Journalists also face well-orchestrated campaigns casting them as enemies of the people – propaganda that is challenging to combat. International journalists suggested that news outlets adopt “radical transparency” and take the time to cover the stories of people’s lives, so that audience members see themselves represented accurately and fairly. “Then they will question the propaganda.”


4. AI will transform the information economy in ways we cannot yet describe.

Journalists, students, employers, job seekers – everyone is using artificial intelligence more. One professor, for example, explained how she asks students to use AI tools and then provide a critique of the responses they receive. Students described using ChatGPT like Wikipedia – an information source that should be corroborated. And one professor shared that one of her students was interviewed for a job by an AI bot.
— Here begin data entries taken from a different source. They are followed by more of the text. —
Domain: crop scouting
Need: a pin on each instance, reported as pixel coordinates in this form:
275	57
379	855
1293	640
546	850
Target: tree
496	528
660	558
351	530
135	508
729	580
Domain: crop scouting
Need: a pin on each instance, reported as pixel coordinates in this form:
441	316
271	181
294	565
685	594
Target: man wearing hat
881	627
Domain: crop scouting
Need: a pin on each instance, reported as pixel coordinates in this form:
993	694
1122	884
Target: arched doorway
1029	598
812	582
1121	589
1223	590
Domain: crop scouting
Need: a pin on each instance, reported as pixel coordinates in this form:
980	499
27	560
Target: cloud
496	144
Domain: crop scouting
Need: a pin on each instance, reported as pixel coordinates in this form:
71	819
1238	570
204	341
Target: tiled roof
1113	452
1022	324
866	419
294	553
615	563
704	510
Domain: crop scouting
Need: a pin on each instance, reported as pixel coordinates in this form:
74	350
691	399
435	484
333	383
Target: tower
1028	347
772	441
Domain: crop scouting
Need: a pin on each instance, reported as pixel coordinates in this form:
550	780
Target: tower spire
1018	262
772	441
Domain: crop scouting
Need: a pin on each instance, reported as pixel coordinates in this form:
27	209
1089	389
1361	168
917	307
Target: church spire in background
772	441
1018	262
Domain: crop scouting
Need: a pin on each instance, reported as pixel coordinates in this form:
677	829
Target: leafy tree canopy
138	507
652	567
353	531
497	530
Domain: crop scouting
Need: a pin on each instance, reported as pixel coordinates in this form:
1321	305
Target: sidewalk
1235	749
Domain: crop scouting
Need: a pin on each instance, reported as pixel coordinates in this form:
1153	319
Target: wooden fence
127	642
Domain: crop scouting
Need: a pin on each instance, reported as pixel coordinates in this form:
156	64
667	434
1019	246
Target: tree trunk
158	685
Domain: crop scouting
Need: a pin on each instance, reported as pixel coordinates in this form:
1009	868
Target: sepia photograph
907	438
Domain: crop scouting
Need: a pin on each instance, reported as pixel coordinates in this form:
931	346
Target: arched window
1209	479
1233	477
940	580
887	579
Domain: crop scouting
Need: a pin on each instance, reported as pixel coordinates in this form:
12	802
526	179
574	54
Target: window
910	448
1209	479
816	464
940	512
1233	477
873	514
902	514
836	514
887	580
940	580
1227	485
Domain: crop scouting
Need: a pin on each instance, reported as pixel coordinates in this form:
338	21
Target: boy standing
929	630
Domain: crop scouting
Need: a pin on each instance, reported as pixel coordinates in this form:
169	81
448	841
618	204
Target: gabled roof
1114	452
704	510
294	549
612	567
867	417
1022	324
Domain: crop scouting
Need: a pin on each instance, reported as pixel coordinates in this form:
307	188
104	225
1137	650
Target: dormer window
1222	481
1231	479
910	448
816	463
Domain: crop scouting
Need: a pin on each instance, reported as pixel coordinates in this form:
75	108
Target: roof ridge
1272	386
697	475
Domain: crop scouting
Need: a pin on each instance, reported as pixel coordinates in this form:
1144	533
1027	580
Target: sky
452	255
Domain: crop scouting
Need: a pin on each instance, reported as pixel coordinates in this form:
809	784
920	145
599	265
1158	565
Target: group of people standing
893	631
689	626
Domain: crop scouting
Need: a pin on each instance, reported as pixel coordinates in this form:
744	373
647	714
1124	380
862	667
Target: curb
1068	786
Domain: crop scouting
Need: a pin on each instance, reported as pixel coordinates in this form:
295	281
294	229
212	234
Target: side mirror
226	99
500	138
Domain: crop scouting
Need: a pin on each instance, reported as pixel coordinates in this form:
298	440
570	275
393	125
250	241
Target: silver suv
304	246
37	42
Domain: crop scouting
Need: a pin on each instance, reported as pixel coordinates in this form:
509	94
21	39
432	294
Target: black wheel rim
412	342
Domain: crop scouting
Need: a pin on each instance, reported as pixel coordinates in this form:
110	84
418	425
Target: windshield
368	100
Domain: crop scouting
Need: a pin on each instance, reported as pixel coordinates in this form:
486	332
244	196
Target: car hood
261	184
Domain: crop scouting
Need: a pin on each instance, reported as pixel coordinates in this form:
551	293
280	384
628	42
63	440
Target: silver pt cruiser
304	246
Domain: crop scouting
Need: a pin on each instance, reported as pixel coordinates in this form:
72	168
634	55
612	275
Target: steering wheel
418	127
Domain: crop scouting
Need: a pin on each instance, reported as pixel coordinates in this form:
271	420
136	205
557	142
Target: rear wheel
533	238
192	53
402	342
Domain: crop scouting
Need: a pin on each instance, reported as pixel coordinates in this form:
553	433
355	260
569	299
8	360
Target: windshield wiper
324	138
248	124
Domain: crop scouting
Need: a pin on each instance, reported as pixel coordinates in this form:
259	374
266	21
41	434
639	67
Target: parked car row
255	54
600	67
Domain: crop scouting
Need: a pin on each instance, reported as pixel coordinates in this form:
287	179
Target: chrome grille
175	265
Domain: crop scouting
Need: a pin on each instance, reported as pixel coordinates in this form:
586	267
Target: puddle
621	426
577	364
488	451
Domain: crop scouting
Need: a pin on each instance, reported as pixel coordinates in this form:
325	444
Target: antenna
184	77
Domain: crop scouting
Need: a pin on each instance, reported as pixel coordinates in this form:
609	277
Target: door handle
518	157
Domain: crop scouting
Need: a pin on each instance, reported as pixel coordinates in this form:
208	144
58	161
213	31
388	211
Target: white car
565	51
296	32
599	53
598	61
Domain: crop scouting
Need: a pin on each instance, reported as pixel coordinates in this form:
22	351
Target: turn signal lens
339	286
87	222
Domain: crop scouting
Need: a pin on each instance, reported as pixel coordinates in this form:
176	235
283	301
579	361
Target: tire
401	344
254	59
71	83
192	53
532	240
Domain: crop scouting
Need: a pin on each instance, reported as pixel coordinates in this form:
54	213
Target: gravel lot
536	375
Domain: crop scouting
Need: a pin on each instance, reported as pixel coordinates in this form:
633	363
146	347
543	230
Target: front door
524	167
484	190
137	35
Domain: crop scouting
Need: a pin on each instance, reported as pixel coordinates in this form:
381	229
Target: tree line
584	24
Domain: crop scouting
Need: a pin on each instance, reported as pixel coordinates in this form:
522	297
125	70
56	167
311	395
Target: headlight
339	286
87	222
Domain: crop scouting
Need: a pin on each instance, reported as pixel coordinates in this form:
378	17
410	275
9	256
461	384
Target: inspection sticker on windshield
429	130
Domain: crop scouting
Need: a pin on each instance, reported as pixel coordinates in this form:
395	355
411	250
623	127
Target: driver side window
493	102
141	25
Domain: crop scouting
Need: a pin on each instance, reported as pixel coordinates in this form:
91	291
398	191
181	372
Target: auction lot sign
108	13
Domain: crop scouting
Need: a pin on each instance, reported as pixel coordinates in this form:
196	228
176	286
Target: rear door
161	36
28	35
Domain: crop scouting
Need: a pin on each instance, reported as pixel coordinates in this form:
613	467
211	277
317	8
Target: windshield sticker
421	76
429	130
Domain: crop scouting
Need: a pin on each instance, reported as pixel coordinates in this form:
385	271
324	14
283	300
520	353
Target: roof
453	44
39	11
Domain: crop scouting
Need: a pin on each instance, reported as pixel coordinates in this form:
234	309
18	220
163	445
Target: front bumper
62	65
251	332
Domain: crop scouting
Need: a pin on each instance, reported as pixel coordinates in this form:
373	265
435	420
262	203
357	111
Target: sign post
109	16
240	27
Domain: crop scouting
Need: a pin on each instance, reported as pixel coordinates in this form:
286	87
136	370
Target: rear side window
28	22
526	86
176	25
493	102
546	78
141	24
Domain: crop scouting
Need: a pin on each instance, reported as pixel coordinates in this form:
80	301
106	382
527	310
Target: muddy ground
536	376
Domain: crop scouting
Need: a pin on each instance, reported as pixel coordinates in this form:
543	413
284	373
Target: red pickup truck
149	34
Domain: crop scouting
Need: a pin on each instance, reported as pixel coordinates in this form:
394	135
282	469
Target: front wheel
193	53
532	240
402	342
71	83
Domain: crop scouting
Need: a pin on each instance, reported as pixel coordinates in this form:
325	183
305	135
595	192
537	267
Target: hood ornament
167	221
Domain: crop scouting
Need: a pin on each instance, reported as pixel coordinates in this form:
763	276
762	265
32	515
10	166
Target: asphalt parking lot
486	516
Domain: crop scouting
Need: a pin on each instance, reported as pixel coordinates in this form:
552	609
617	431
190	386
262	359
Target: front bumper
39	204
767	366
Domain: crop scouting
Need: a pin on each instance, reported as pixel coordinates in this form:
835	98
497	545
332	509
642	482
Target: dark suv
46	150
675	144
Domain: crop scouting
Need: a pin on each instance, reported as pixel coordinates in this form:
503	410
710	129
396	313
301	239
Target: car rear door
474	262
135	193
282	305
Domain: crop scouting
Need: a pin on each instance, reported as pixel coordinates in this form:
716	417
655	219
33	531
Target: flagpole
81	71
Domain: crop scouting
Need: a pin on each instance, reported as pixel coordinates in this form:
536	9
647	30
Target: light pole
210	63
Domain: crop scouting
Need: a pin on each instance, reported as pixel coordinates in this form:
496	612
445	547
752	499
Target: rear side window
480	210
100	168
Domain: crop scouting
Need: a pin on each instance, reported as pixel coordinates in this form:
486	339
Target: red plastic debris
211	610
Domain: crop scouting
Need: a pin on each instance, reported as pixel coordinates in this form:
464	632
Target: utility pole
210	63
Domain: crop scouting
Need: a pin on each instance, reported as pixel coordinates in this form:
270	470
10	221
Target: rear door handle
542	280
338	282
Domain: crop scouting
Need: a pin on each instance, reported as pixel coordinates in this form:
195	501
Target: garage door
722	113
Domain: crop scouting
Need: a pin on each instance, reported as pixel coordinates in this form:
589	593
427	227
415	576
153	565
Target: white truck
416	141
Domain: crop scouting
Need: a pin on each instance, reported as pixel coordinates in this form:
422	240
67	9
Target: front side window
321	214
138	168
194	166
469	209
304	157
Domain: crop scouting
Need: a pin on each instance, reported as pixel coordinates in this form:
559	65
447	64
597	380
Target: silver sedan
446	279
The group discussed how AI use will evolve. Citing a mapping exercise her organization conducted, one attendee said society is currently in “the efficiency phase,” with people using these tools to make existing tasks more efficient. Eventually we will have a fundamentally different information economy – one we don’t even have the language for today. The transformation will be bigger than with social media, she said.

Along the way, there will be “signals” that we are moving from the efficiency phase to a transition phase to a new ecosystem phase: For example, when we start using AI to address entirely new problems created by the evolving technology.

In this context, it is vital to bring technologists who are building AI tools into rooms “like this one,” one participant said. Others raised how important it is for college journalism programs to take an interdisciplinary approach, exposing students to data science and more.
 


5. Preparing the next generation of journalists requires some radical rethinking.

Young journalists today encounter limited job prospects and pay, as news outlets face continued financial hardship. Unlike earlier generations of reporters, they also enter the profession at a time of heightened distrust in media, online violence against journalists and advancements in artificial intelligence that are transforming how news outlets operate.

Attendees touched on all these issues, but also noted just how much young people have to offer the profession and the broader public. Young reporters are adept at storytelling in today’s digital environment. As student reporters, they also fill gaps in coverage, by providing accountability reporting on their universities to national audiences and local news for the extended communities off campus.

Roundtable attendees emphasized the need to update curricula to, for example, equip young journalists to protect themselves from threats, collaborate with data scientists and other technologists, and understand the business side of the profession. Participants discussed the importance of immersive, hands-on experience for student journalists and of connecting U.S. students to international journalists to learn from their experiences and insights.

A smaller working group on the second day explored what that could look like, including, for example, reporting collaborations between student journalists in the U.S. and exiled media that operate near universities. Like student media, exiled media often serve local communities in the U.S. – the diaspora.

These efforts and others – such as bringing international journalists to university communities for a speaker series, for example – would not only better prepare student journalists, but deepen understanding of press freedom and the role of the First Amendment to the larger university communities and beyond.